- Directed by: T. N. Seetharam
- Screenplay by: T. N. Seetharam S. Surendranath
- Starring: Diganth Ramya Tilak
- Cinematography: H. M. Ramachandra
- Edited by: Suresh Urs
- Music by: Hamsalekha
- Production company: Bhoomika Chithra (Bangalore) Pvt Ltd
- Release date: 27 July 2007;
- Running time: 140 minutes
- Country: India
- Language: Kannada

= Meera Madhava Raghava =

Meera Madhava Raghava is a 2007 Indian Kannada language film directed by T. N. Seetharam starring Ramya, Diganth and Tilak Shekar. The film, though well received by the critics, did not perform well at the box-office.

== Plot ==
Meera (Ramya) a singer and Madhava (Diganth) a lecturer get married. Meera sacrifices her dream of becoming a big singer to support her husband who dreams to be an IAS officer. She is forced to borrow money from a rowdy Raghava (Tilak), who wanted to marry her. Meera forges her husband's signature to get money from Raghava. Time flies by and Madhava becomes a sincere IAS officer targeting corrupt elements of the society. This brings him in direct conflict with Raghava, who wants to contest elections. It is payback time for Meera with consequences being too harsh for her to handle.
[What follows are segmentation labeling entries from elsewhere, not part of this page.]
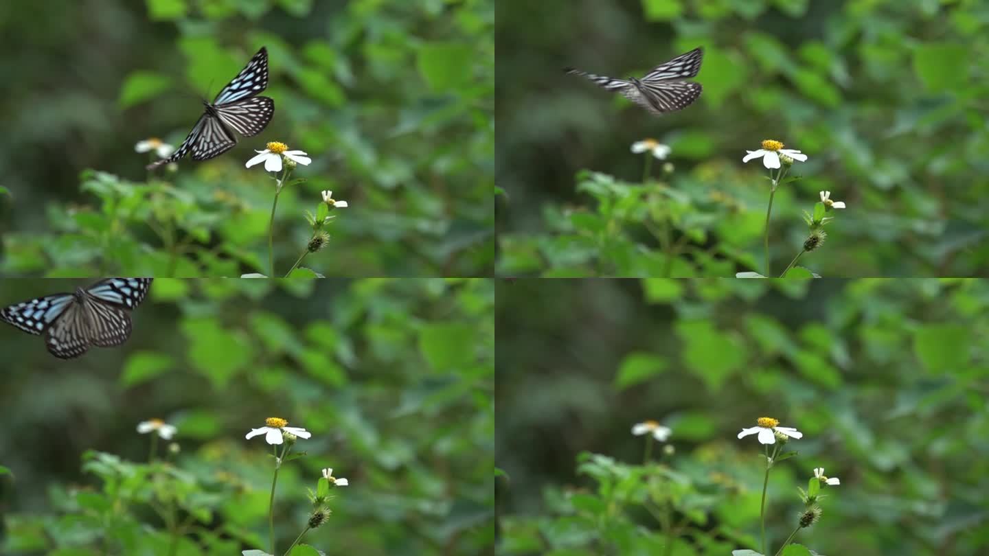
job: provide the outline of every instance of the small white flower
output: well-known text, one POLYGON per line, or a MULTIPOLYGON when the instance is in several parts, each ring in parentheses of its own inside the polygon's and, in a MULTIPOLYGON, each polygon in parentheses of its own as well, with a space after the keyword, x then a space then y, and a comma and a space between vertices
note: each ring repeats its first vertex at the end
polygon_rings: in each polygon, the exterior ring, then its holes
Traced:
POLYGON ((302 150, 289 150, 289 145, 284 142, 271 141, 265 145, 267 148, 264 150, 255 150, 258 154, 247 161, 245 166, 248 168, 259 164, 264 161, 264 169, 269 172, 280 172, 282 171, 282 157, 288 158, 293 162, 308 166, 313 159, 306 156, 306 152, 302 150))
POLYGON ((632 143, 632 152, 635 152, 636 154, 641 154, 647 150, 652 151, 653 156, 656 156, 660 160, 666 160, 667 156, 670 156, 670 152, 673 149, 662 142, 651 139, 637 140, 632 143))
POLYGON ((841 485, 842 482, 838 480, 838 477, 825 477, 823 467, 814 468, 814 477, 817 477, 819 481, 827 483, 829 485, 841 485))
POLYGON ((336 199, 333 199, 332 191, 322 192, 322 202, 329 205, 330 209, 342 209, 347 206, 346 201, 337 201, 336 199))
POLYGON ((779 155, 789 156, 794 160, 799 160, 801 162, 807 161, 807 155, 800 152, 799 150, 793 150, 792 148, 783 148, 783 143, 778 140, 765 139, 763 141, 763 148, 759 150, 746 150, 749 154, 745 155, 742 159, 743 162, 748 162, 753 158, 763 157, 763 165, 766 168, 778 168, 779 167, 779 155))
POLYGON ((178 429, 160 418, 151 418, 137 423, 137 432, 140 432, 141 434, 147 434, 148 432, 154 431, 157 431, 158 436, 161 436, 165 440, 171 440, 172 436, 175 435, 175 432, 177 432, 178 429))
POLYGON ((753 426, 750 428, 743 428, 742 432, 739 432, 739 438, 743 436, 748 436, 750 434, 759 433, 759 441, 763 444, 775 444, 776 438, 773 432, 779 432, 780 434, 785 434, 791 438, 803 438, 803 432, 800 432, 792 426, 778 426, 779 421, 772 417, 759 417, 756 422, 758 426, 753 426))
POLYGON ((648 434, 650 432, 652 432, 653 437, 660 442, 666 442, 673 430, 671 430, 669 426, 663 426, 655 420, 644 420, 642 422, 637 422, 632 426, 632 434, 635 434, 636 436, 642 436, 643 434, 648 434))
POLYGON ((148 150, 153 149, 154 153, 157 154, 159 158, 168 158, 172 152, 175 152, 174 146, 159 139, 158 138, 148 138, 144 140, 139 140, 137 141, 137 144, 134 145, 134 149, 137 152, 147 152, 148 150))
POLYGON ((821 202, 824 203, 825 207, 829 209, 844 209, 845 203, 842 201, 832 201, 830 191, 821 192, 821 202))
POLYGON ((329 481, 329 484, 335 487, 346 487, 348 484, 347 480, 342 477, 333 477, 332 467, 327 467, 322 470, 322 478, 329 481))
POLYGON ((299 426, 285 426, 289 423, 289 421, 280 417, 268 417, 264 419, 264 423, 267 424, 267 426, 262 426, 261 428, 251 428, 250 432, 247 433, 246 438, 251 439, 258 434, 264 434, 264 439, 269 444, 281 444, 282 432, 295 434, 300 438, 309 438, 313 435, 310 431, 299 426))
How she faces everything and becomes a winner forms the rest of the story.

==Cast==
- Ramya as Meera
- Diganth as Madhava
- Tilak Shekar as Raghava
- Sudha Belawadi
- Sundar Raj
- Mandya Ramesh
- Master Anand

== Soundtrack ==

| No. | Title | Singer(s) | Length |
|---|---|---|---|
| 1. | "Bhoomi Baanu" | Anuradha Bhat | 5:16 |
| 2. | "Vasantha Vasantha" | Rajesh Krishnan, Anuradha Bhat | 5:16 |
| 3. | "Ninna Nenape" | Supriya Acharya, Fayaz Khan | 6:34 |
| 4. | "Bellulevva Bellulli" | Chaitra H. G. |  |
| 5. | "Radheya Nodalu Banda" | Harsha, Anuradha Bhat |  |
| 6. | "Olle Time Banthamma" | Hemanth, Indu Nagaraj, Lakshmi Nataraj, Supriya Acharya |  |

== Reception ==
A critic from The Times of India wrote that "There is freshness in narration combined with adventure, romance, and sentiment. But the director seems to have a small-screen hangover with many scenes resembling a TV serial". A critic from Sify wrote that "Meera Madhava Raghava is yet another clean family entertainer. T.N.Seetharam the popular mega television serial director who knows the pulse of middle-class audiences has entered the big screen with this film". A critic from Rediff.com wrote that "MMR is worth a watch for its terrific story content and brilliant performance by Tilak".